Black women have one of the hardest jobs in the world. At times we are subjected to being objectified as sex objects, at other times we have had to face sexism and racism, and we always have to deal with pernicious stereotypes that include the Angry Black Woman.
But where did that particular stereotype come from? And why have we, as strong Black women, let it stand?
As we come into a presidential election year, the image of the Angry Black Woman will rear its ugly head all over again. In the last few weeks, we have seen it in our glorious first Black first lady, Michelle Obama, who has been challenged by the media and some Republican pundits as an Angry Black Woman.
The always elegant and clearly brilliant Obama is keenly aware of this stereotype, having grown up in our community in Chicago and gone to Princeton University in the 1980s-no bastion of liberalism, then or now.
Whether you are Obama or a single mother living in the Polo Grounds Housing Projects trying to raise your children, there is a big difference between being strong and being angry.
And while we may be angry at some of the things that go on in our communities and in the wider world around us, we do not define ourselves, and won’t be defined, by anger. We stand strong and firm in our beliefs and our identities, and our strength should be celebrated, not frowned upon.

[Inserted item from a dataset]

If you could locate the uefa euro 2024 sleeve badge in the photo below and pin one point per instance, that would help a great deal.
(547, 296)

As we look at this depiction of women of color-Black women in particular-we must come closer to home and look at the depictions of our friends and neighbors by local media.
Recently, there was an incident at a Harlem restaurant that involved several distinguished and accomplished women. All are highly educated, major contributors to the social, cultural and political life of our community. A disagreement with the management resulted in these women feeling that they were not being treated appropriately.

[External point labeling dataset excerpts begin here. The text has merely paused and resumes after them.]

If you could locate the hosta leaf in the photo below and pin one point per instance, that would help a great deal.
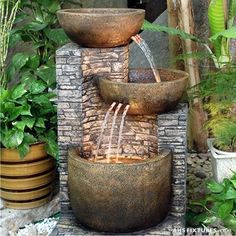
(13, 138)
(33, 62)
(37, 86)
(47, 74)
(19, 125)
(18, 91)
(29, 121)
(35, 26)
(29, 138)
(19, 60)
(230, 193)
(40, 123)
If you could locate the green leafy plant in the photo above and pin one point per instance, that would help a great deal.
(28, 113)
(28, 116)
(218, 93)
(222, 29)
(8, 10)
(39, 28)
(217, 207)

The renowned women responded with a letter in our publication last week. There was also a letter from Inez Dickens, who represents our community in the City Council, which voiced her concerns about their treatment and general treatment of Black people in some of the newer establishments in our community.
White media has now decided to join the conversation begun on these pages and in our community. In their stories, however, there have been misrepresentations and, in some cases, downright lies.
Unfortunately, what we see happening is that strong Black women who are standing up for their rights are being caricatured by the media that takes so little care in knowing our communities or the men or women who live in them.
And while this incident was unfortunate, what I find more insidious about the depiction of what happened is that once again we are put on the defensive. Here we have a situation in which individuals have come into our neighborhood and opened a business without understanding the community.
Being the welcoming people we are, we have welcomed them and been patrons of their businesses. In return, we expect to be treated with dignity and respect. This is what all Black people want, whether they are from Harlem or 1600 Pennsylvania Ave.